Byleth was also met with hate by Western fans, largely due to several other Fire Emblem characters already playable in the base game. Masahiro Sakurai, the creator and director of the Super Smash Bros. series, agreed that "there are too many Fire Emblem characters", but also noted that he did not directly select the DLC fighters. To alleviate criticism of another sword-wielding fighter, Sakurai and the development team designed Byleth to utilize the Sword of the Creator alongside the signature regalia of the three house leaders in Fire Emblem: Three Houses: Failnaught (Claude's bow), Areadbhar (Dimitri's lance), and Aymr (Edelgard's axe).
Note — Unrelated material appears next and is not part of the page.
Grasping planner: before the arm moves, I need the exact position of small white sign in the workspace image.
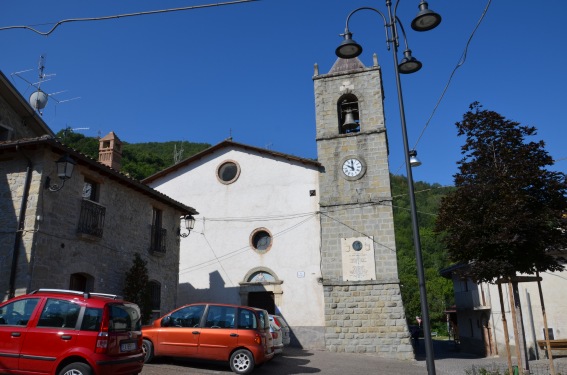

==== Competitive scene ====
Original reception for Byleth in the Super Smash Bros. Ultimate competitive scene was mixed; Inverse commented shortly before the character's release that "it's not looking good for the Fire Emblem: Three Houses protagonist". Despite these early criticisms, Byleth would be picked up by MkLeo, the number one Ultimate player in the world; he first used the character during Grand Finals of the major tournament Frostbite in February 2020, winning the tournament.